Explain Analyze Buffers, Healthier Postgres, 2021 Review, High Availability Aspirations

In this episode of Scaling Postgres, we discuss including buffers with explain analyze, having a healthier Postgres DB, the events of 2021 and aspiring for greater high availability solutions.

Content Discussed

YouTube Video

Podcast Audio

Transcript

Today's episode represents a review of all the content since the last episode, so I hope you enjoy it. Our first piece of content is "EXPLAIN (ANALYZE) needs BUFFERS to improve the Postgres query optimization process". This is from postgres.ai, and he's talking about the importance of adding buffers when you're analyzing queries. So normally you would run EXPLAIN ANALYZE to actually run the query and give you query timings and the output to understand how that query was done. Well, he's strongly advocating for adding buffers as well to give you an indication of the IO that's involved in processing that query. Now, he does say this does come with an impact on the timing a little bit because it has to be taken into account and that measurement.
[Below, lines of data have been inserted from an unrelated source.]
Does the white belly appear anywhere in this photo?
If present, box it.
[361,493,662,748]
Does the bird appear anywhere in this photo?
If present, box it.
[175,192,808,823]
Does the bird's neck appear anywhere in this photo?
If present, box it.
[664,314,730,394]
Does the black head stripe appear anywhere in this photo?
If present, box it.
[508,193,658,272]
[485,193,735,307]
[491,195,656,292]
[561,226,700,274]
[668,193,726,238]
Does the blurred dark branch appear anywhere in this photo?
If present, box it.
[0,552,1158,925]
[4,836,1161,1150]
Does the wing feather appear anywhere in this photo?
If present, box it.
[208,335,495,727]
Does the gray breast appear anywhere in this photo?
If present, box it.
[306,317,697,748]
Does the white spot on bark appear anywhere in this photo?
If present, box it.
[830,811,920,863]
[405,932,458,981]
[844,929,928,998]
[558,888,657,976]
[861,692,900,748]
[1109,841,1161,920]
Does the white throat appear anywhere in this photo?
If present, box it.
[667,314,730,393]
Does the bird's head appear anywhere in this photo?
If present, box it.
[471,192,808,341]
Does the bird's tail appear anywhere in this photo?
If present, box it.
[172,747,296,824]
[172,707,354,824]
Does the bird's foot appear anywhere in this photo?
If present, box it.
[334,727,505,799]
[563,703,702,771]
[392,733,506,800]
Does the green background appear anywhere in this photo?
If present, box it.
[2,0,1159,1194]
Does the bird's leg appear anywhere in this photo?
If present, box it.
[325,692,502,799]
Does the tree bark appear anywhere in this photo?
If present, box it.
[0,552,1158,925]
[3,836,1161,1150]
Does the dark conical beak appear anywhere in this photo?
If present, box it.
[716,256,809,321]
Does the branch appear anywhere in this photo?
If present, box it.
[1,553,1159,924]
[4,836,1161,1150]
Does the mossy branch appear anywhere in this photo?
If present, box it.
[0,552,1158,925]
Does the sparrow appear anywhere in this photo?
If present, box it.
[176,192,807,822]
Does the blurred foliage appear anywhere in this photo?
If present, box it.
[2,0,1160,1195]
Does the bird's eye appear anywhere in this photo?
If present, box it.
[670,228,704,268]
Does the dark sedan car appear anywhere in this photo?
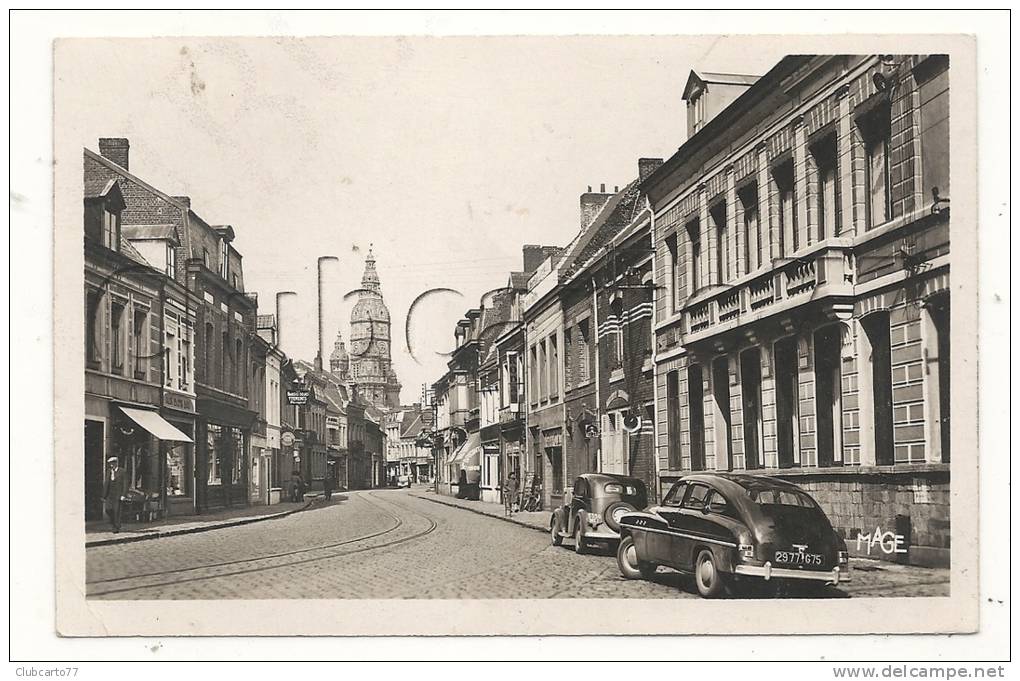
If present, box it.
[616,473,850,597]
[550,473,648,554]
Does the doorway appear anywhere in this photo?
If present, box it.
[740,348,763,469]
[814,325,844,467]
[85,420,105,521]
[687,364,705,471]
[711,357,732,471]
[861,312,894,465]
[774,336,799,468]
[927,296,950,463]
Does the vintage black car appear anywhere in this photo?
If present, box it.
[616,473,850,597]
[550,473,648,554]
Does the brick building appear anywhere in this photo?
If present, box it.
[86,139,258,515]
[647,55,951,566]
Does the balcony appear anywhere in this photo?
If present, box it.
[680,243,853,347]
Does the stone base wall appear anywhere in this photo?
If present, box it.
[776,466,950,568]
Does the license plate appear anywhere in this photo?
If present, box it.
[774,550,824,566]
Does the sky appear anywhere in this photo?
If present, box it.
[65,35,784,403]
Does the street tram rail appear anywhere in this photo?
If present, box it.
[86,491,439,598]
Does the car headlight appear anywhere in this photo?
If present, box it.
[587,513,603,528]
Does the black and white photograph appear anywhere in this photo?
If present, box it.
[9,9,1011,666]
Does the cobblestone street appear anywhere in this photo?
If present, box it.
[85,489,949,600]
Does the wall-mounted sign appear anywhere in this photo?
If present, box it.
[287,389,310,406]
[162,391,196,413]
[281,431,296,447]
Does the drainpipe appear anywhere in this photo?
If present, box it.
[590,276,602,473]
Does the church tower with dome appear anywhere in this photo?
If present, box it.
[345,247,402,409]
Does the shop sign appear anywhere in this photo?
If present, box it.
[287,389,310,405]
[162,391,196,413]
[281,431,296,447]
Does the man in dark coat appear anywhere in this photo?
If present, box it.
[102,456,129,532]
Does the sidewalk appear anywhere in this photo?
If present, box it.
[412,490,550,534]
[85,493,328,547]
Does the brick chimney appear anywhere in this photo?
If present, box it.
[98,138,130,170]
[639,157,665,183]
[580,185,613,230]
[522,244,563,273]
[173,196,191,209]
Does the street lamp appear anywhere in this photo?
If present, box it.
[316,256,339,371]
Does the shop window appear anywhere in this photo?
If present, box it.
[710,200,728,284]
[859,102,892,229]
[773,159,796,256]
[739,183,760,273]
[687,363,705,471]
[167,438,193,497]
[811,132,840,239]
[110,301,125,375]
[207,424,223,485]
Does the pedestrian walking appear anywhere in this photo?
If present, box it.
[290,469,304,503]
[503,471,519,517]
[102,456,129,533]
[323,471,334,501]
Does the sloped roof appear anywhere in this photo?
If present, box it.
[683,70,761,100]
[84,176,119,200]
[119,237,152,267]
[508,271,531,291]
[122,224,180,243]
[561,178,644,278]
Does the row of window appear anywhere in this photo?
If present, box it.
[663,299,950,472]
[664,102,892,311]
[528,333,560,406]
[85,290,151,380]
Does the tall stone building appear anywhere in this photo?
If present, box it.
[347,248,402,409]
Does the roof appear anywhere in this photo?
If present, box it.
[122,224,180,243]
[561,178,644,278]
[644,56,806,195]
[508,271,531,291]
[119,237,152,267]
[399,410,424,439]
[683,70,760,100]
[83,176,119,200]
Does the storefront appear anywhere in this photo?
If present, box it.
[161,390,197,517]
[114,405,194,521]
[448,431,481,499]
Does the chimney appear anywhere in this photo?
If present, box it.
[522,244,564,273]
[173,196,191,209]
[638,157,665,183]
[98,138,130,170]
[579,186,613,230]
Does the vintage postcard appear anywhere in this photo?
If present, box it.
[52,31,979,637]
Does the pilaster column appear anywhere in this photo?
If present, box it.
[756,143,773,264]
[793,115,810,251]
[698,184,712,290]
[835,84,854,237]
[726,165,740,280]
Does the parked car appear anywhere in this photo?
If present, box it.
[550,474,648,554]
[396,475,411,489]
[616,473,850,598]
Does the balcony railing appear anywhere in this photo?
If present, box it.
[680,244,853,345]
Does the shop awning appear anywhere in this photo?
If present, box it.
[448,432,481,468]
[118,407,193,443]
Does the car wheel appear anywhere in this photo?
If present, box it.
[573,519,586,555]
[550,514,563,546]
[694,549,726,598]
[617,535,655,580]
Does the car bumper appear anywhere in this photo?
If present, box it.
[734,562,851,585]
[581,528,622,541]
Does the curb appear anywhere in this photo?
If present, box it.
[412,493,549,536]
[85,496,321,547]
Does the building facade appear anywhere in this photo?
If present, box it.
[648,55,951,567]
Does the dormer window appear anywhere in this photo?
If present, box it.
[102,208,119,250]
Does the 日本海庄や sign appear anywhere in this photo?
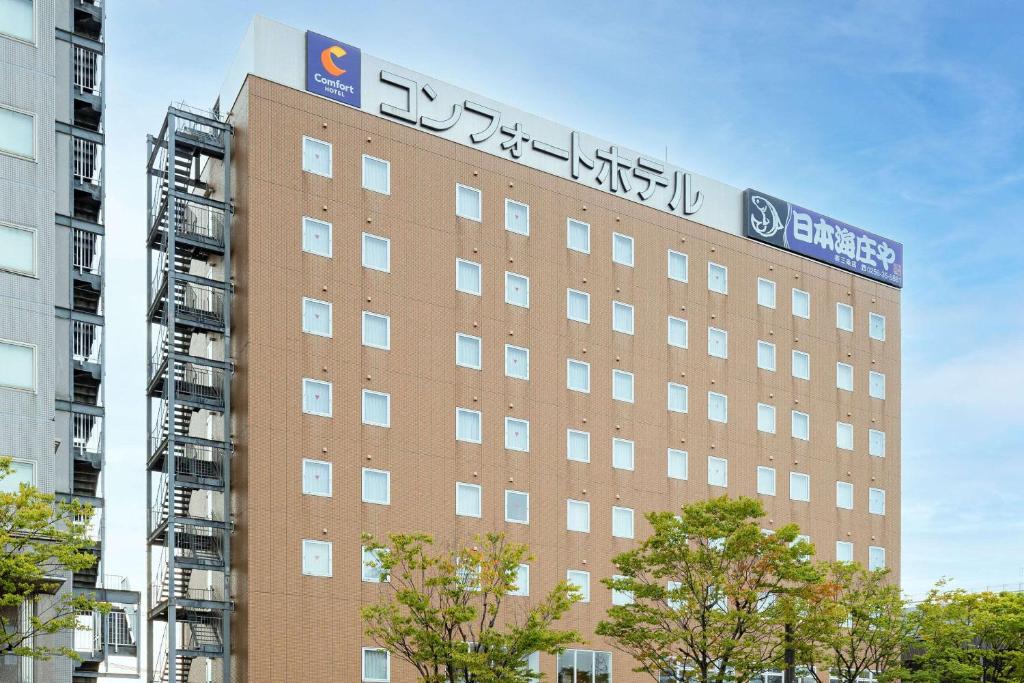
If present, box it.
[306,31,361,107]
[743,189,903,287]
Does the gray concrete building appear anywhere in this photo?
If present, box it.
[0,0,138,680]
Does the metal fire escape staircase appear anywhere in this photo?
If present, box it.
[146,106,232,683]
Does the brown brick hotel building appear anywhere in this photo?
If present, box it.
[145,16,902,682]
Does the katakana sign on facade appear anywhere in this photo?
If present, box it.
[302,30,903,287]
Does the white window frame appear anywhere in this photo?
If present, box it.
[611,574,634,605]
[361,232,389,270]
[790,472,810,502]
[869,487,886,516]
[455,258,482,296]
[301,217,334,258]
[302,378,332,418]
[301,539,332,577]
[612,232,635,267]
[612,369,635,403]
[757,403,776,434]
[301,135,332,177]
[456,183,482,221]
[869,546,886,571]
[566,288,591,323]
[836,481,854,510]
[667,449,688,480]
[362,546,387,583]
[869,312,887,341]
[0,221,37,277]
[455,482,482,518]
[455,333,482,370]
[567,359,590,393]
[504,417,530,452]
[360,389,390,427]
[757,340,776,371]
[302,458,333,497]
[511,564,530,597]
[708,391,728,424]
[504,344,530,380]
[361,468,391,505]
[708,456,728,488]
[757,466,776,496]
[612,301,634,335]
[0,0,36,44]
[792,410,810,441]
[869,429,886,457]
[301,297,333,338]
[504,271,530,308]
[567,429,591,463]
[566,570,591,603]
[792,288,810,319]
[0,338,36,392]
[612,506,635,539]
[708,262,728,294]
[792,350,810,380]
[361,311,390,350]
[667,382,688,413]
[869,371,886,400]
[836,362,854,391]
[362,647,391,682]
[707,326,727,359]
[361,153,391,195]
[0,104,36,161]
[836,541,854,563]
[836,421,854,451]
[668,249,688,282]
[455,408,483,444]
[566,218,591,253]
[0,458,35,493]
[757,278,776,308]
[837,303,854,332]
[566,499,590,533]
[667,316,688,349]
[504,489,530,525]
[504,198,530,235]
[612,437,635,471]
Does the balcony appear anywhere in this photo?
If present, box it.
[148,195,227,257]
[73,137,103,222]
[73,46,103,132]
[72,323,102,408]
[74,0,103,42]
[73,228,103,314]
[73,319,102,371]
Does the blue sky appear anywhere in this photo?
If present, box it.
[102,1,1024,599]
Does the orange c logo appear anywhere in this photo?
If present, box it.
[321,45,347,77]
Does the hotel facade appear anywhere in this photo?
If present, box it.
[145,17,902,682]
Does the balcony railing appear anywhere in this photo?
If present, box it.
[74,413,102,458]
[169,198,226,245]
[74,46,102,96]
[73,320,102,365]
[73,228,102,275]
[73,138,102,186]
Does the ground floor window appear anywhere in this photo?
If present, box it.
[557,648,611,682]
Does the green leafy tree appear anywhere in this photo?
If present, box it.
[596,496,820,683]
[796,562,913,683]
[903,587,1024,683]
[361,531,581,682]
[0,456,108,661]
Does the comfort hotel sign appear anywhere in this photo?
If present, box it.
[304,30,903,287]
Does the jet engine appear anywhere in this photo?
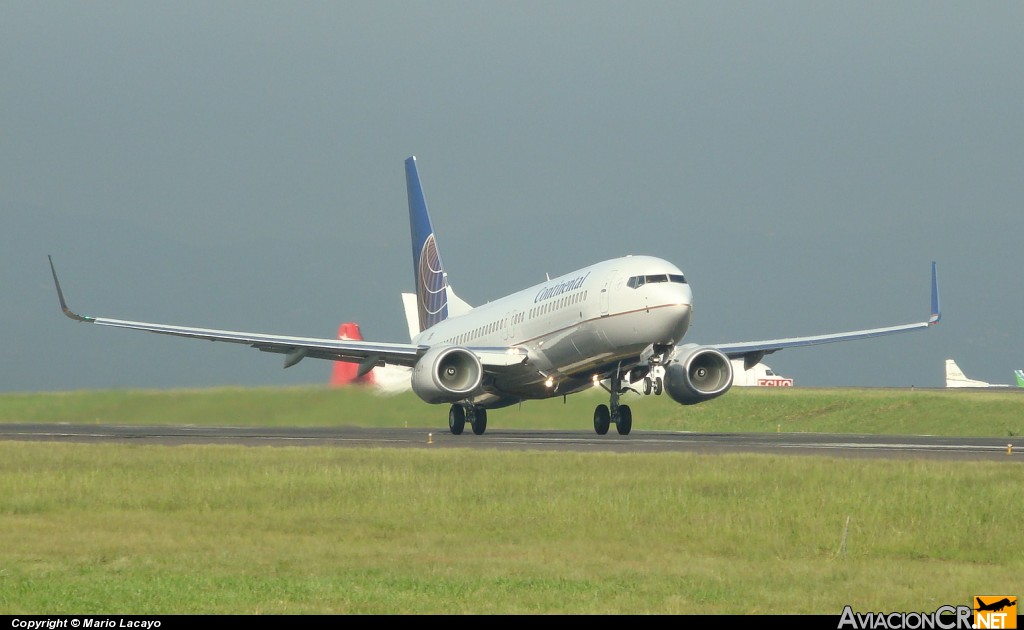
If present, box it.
[410,345,484,404]
[663,344,733,405]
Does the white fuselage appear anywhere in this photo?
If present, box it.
[412,255,693,405]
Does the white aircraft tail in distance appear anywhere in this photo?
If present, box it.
[732,361,793,387]
[945,359,1022,388]
[49,156,942,436]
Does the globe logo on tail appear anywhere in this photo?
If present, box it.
[417,233,448,332]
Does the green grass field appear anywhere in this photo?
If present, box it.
[2,385,1022,436]
[0,386,1021,614]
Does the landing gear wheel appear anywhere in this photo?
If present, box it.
[594,404,610,435]
[448,404,466,435]
[654,377,663,396]
[615,404,633,435]
[471,407,488,435]
[643,377,653,395]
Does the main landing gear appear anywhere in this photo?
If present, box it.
[594,369,633,436]
[449,403,488,436]
[642,374,664,396]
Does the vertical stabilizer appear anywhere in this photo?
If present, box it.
[1015,369,1024,388]
[406,156,450,333]
[330,323,375,387]
[330,321,412,393]
[945,359,992,388]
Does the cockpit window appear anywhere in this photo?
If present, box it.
[627,273,687,288]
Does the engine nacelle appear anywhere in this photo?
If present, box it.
[410,345,484,404]
[663,344,734,405]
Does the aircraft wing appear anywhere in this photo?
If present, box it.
[705,262,941,368]
[49,256,423,371]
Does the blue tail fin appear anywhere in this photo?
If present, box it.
[405,156,449,333]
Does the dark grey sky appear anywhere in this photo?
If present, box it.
[3,2,1022,393]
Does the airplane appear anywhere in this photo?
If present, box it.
[335,313,790,394]
[48,155,942,436]
[357,292,795,392]
[330,323,376,387]
[732,361,793,387]
[330,322,412,394]
[974,596,1016,613]
[944,359,1020,388]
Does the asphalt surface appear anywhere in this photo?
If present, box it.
[0,423,1020,462]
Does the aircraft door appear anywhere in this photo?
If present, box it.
[599,271,616,316]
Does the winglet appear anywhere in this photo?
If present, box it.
[928,261,941,325]
[48,255,94,322]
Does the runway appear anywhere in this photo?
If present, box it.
[0,423,1020,462]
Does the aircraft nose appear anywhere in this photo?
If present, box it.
[675,283,693,307]
[674,303,692,339]
[674,284,693,328]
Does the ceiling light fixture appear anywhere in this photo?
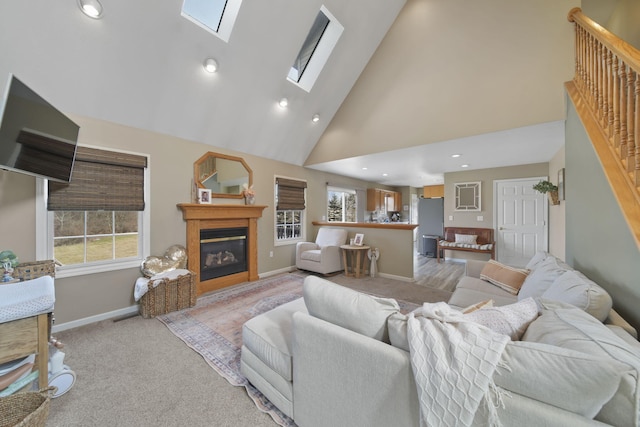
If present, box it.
[461,164,469,168]
[451,154,461,158]
[312,114,320,123]
[203,58,218,73]
[278,98,289,108]
[77,0,104,19]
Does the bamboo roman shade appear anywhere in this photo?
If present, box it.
[276,177,307,210]
[48,146,147,211]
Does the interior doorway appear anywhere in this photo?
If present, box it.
[494,177,548,267]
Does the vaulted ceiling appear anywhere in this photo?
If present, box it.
[0,0,580,187]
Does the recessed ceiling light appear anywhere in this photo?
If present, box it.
[203,58,218,73]
[78,0,104,19]
[312,114,320,123]
[382,173,388,177]
[451,154,461,158]
[278,98,289,108]
[362,167,368,170]
[461,164,469,168]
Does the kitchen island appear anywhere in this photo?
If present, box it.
[312,221,418,281]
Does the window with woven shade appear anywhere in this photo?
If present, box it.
[42,146,150,273]
[47,146,146,211]
[275,177,307,244]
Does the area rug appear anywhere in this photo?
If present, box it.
[157,272,419,427]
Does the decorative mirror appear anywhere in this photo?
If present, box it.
[455,182,481,211]
[194,152,252,199]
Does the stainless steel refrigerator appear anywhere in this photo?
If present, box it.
[418,198,444,256]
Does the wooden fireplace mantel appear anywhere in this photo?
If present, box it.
[177,203,267,295]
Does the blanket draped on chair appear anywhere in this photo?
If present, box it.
[407,302,509,427]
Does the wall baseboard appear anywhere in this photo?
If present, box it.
[259,266,297,279]
[377,272,414,282]
[52,305,139,333]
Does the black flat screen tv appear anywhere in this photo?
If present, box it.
[0,74,79,182]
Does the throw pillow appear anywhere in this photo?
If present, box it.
[455,234,477,244]
[542,270,612,322]
[461,299,494,314]
[518,256,568,300]
[479,260,529,295]
[464,297,539,340]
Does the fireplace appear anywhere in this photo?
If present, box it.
[200,227,247,281]
[178,203,266,295]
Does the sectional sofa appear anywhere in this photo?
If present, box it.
[240,252,640,426]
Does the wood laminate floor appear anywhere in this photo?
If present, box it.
[413,253,465,292]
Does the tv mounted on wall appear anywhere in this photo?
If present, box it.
[0,74,79,183]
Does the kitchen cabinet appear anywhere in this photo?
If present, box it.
[423,185,444,198]
[367,188,401,212]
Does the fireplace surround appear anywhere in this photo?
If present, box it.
[177,203,266,295]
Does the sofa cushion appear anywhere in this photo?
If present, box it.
[447,276,517,308]
[480,260,529,295]
[315,227,347,247]
[300,249,322,262]
[463,297,539,340]
[497,341,626,418]
[541,270,612,322]
[241,297,308,382]
[303,276,399,343]
[518,255,569,300]
[523,300,640,427]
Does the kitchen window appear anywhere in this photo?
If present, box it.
[327,187,356,222]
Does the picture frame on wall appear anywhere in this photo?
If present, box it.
[198,188,212,204]
[558,168,565,201]
[353,233,364,246]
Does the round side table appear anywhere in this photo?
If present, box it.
[340,245,370,278]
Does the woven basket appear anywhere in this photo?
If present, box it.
[139,271,196,318]
[0,387,56,427]
[12,261,56,281]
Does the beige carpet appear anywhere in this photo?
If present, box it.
[46,272,452,426]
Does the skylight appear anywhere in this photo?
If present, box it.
[181,0,242,43]
[288,6,343,92]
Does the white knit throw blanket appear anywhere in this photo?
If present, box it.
[407,302,510,427]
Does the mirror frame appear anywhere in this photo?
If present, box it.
[194,151,252,199]
[454,181,481,211]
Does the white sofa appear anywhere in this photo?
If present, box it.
[295,227,347,275]
[240,252,640,426]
So it does have a very minimal impact, but he says the impact is still worth it. He advocates not just looking at the timing and how fast you can get the query, but also focusing on the buffers because it's also a good way to compare between different environments. So if you're working in a staging environment or a restore environment, even if you have the same data set, buffers seem to be a much more consistent measure between different environments compared to just using timing. So the first thing he's covering is basically, you can see the IO work that's being done, or how many buffers have to be touched while doing a particular query when you're adding buffers to it. And a lot of the speed differences you see anyway are actually a result of doing less IO work. So this is also a point to advocate for using buffers.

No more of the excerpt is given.